The client’s faith was rewarded—in March the project became the first TAFE building in Australia to be awarded a 5 Star Green Star (Education Design v1) rating by the Green Building Council of Australia.
PMA’s design approach was to integrate, rather than separate the building’s conceptual and sustainable design aspects. The intention of the practice was to create a ‘performance envelope’ that responds to the kinetics of the environment.
The wind engineers advised on the effect of ‘natural wind considerations’ on the building. The building’s envelope was designed to enhance natural ventilation within the building in order to alleviate excessive solar heating, and minimise extreme wind gusts around the building to maintain comfort and safety. The wind scoops on the south elevation were designed to induce positive pressures from westerly and easterly winds, maximizing suction pressure into teaching and staff areas. Fairings on the north elevation deflect hot northerly winds and capture cooling easterly winds.
The building’s aerodynamic effect is an outcome of active environmental engineering design, synthesised into the building envelope. The aerodynamic form of the building both implies sustainability and technically assists thermal performance. The project embraces the question: what does a 5 Star Green Star educational building look like?

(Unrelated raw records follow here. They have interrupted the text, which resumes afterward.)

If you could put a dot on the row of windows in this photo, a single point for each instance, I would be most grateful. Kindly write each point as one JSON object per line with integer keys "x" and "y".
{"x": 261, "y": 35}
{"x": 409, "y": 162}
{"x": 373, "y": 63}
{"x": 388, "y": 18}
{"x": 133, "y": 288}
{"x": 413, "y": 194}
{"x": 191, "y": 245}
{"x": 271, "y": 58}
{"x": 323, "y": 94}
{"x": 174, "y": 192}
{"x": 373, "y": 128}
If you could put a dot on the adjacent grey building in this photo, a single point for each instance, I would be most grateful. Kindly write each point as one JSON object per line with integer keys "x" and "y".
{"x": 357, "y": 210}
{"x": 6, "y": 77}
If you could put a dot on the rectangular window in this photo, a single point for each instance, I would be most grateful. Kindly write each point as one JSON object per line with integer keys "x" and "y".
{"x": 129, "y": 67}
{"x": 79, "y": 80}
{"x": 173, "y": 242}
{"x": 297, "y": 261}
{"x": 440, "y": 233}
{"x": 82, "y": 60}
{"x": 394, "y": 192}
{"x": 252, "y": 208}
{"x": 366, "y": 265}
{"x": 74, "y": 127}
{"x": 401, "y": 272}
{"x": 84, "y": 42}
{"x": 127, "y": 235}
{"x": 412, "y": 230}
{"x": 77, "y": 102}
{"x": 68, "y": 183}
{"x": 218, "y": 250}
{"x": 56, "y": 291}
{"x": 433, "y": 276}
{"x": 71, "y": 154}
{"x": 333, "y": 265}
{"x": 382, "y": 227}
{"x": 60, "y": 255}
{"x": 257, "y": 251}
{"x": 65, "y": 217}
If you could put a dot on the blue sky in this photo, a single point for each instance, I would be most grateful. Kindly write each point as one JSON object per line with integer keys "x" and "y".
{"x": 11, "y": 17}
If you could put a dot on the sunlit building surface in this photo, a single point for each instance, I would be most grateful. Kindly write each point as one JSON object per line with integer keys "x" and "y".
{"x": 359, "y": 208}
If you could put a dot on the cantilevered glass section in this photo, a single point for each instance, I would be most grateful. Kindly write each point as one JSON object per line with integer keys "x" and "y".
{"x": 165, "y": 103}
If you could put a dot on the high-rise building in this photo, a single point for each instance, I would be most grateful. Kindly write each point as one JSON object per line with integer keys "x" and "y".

Should it be bejewelled with sustainable elements in order to signify its environmental credentials (Melbourne City Council’s CH2 House) or take a more synthesised approach (Lyons’ Kangan Institute Automotive Centre of Excellence Stage 1)?
The design of the building’s section reflects the intention to relate the internal building form to the kinetics of the environment. The section is an outcome of daylight and thermal modelling by the environmental engineer (IrwinConsult), wherein the high heat load of the summer sun is excluded, but the radiant heat of the lower sun during the cooler months results in heat gain and daylight reflection into classrooms from highlight windows. Spatially, a kind of daylight canyon is produced, with sunlight reflectors traversing the main corridor.
The scale of the wind scoops on the road elevation expands towards the east reinforcing the experience of accelerating out of town into the country—the building is more static on the west (town) end, and more distended on the east (country) end. The building’s steel cladding relates to industrial sheds located on the edge of country towns. The ‘built contours’ in the landscape plan are an extension of the orientation of classrooms in the plan. The contemporary, even futuristic performance envelope enfolds a lively and diverse series of interior spaces. The viewlines that are created contribute to an assessed category (Indoor Environment Quality) in the Education tool.
Views also lead to the remodelled landscape, which includes a new small forest and wetland.
The external shell folds down to create external classrooms of diverse spatial qualities, at the same time exploring the Australian veranda typology.